I’m not saying that it’s positive or negative, but we noticed this storytelling and we wanted to develop a curriculum that gives voices to some of those stories but also other stories.
Basically for the National Endowment for the Humanities proposal, part of my goal was, if you want to have humanities students for the 21st century who are going to deal with these technologies in their society and their workplaces and their lives, how do you effectively train them for this emerging domain?
Q: How much technology will the students learn?
A: We want to introduce them to some basic technology so they can creatively think and design in AI spaces but it’s not necessarily the goal for them to build a state of the art AI system, although we wouldn’t discourage that.
Each course will be designed to build them up to speed on programming and data handling and other things you would need to deal with AI tech, but the focus is to give them a broader education.
Q: So the graduates won’t be the people who are doing the programming but will be the people working with the programmers?
A: That’s one option. Or digital journalism or marketing. Even human resources will be affected by AI technologies. A lot of HR companies are using AI systems to help with recruitment and intake and you will need knowledge of how that system is working and of its hidden biases.
Q: What kind of biases?
A: It’s interesting to talk about how AI reflects social inequities.
It can be pernicious. AI systems learn on large data sets and the data sets reflect the social inequities in society, so the networks are implicitly learning these biases, like AI systems for determining insurance rates.
So “Terminator” and robotics is the stuff of popular narratives but some of these narratives are less well known but affect the world equally as much.
Q: What’s the Prototyping Dreams course?
A: Prototyping Dreams is a required four-week module in our digital culture program.
Ed Finn and I co-taught it and focused on prototyping development to help with storytelling.
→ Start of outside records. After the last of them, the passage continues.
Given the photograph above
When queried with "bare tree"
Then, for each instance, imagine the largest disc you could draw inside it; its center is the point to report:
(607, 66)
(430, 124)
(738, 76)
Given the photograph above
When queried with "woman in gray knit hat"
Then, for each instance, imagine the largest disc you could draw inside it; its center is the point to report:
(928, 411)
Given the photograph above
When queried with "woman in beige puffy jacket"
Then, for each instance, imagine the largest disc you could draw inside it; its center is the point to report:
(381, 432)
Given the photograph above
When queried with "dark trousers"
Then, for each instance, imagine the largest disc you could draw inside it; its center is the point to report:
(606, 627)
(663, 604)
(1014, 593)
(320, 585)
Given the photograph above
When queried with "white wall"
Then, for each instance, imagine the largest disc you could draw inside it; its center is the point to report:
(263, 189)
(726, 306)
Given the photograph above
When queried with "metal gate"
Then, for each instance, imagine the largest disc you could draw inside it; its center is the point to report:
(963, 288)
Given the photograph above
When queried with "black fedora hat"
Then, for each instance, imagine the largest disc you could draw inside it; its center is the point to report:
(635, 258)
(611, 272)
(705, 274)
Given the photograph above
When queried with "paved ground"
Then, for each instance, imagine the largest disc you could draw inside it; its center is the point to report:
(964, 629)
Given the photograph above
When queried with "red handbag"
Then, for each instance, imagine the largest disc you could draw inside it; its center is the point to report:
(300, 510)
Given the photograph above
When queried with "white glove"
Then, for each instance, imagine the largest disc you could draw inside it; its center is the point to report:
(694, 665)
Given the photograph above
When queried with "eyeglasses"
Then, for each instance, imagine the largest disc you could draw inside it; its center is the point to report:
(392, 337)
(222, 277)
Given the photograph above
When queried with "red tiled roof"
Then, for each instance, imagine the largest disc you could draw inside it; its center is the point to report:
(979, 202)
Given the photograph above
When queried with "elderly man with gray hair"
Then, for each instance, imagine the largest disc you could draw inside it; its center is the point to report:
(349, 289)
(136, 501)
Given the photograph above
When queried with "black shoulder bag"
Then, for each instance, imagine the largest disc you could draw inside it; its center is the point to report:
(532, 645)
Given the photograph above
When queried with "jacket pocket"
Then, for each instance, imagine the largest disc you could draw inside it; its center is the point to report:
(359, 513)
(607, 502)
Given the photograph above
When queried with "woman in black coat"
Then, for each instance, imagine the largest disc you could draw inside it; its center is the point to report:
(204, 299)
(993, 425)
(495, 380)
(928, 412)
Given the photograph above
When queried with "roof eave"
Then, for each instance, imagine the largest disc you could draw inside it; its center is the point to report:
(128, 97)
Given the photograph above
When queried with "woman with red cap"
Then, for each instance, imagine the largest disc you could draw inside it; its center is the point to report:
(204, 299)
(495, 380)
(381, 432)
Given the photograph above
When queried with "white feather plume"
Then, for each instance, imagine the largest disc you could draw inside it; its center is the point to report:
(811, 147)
One module we did was on minds and machines and we had the students build a working chatbot in a Python programming language starting from scratch.
We read works from Descartes and John Searle, and we read about the Turing Test and something called the Chinese Room Argument.
We had students reflect on AI in society and at the end we did a gallery exhibition at the Tempe Center for the Arts and people came and got to interact with the students’ chatbots.
So we’re going to build that out into a full course extending beyond chatbots to visual media and other kinds of algorithms.
Q: What are faculty in the School of Arts, Media and Engineering interested in?
A: They’re interested in new technologies and how they can be used for media arts and sciences, and that takes various forms, such as visual media like images, projections, video feedback and virtual reality and augmented reality systems.
It could be audio. A lot of our faculty build new types of musical instruments and musical audio interfaces.
I’ve taught courses on computational cameras — rethinking what a camera is. So building new types of cameras that see underwater, or around corners or see through fog or smoke or see things that are not generally visible but using new types of optics, signal processing and AI to be able to do that.
I’ve taught Understanding Activity, which is designed to create experiential media systems to interact and give feedback with a user using audio, visual and touch.
The general cohesion of AME is the use of technology in the media arts and sciences, and the reasons for why you would do that. We think about creative practice and design skills and philosophy and stories we tell using that technology.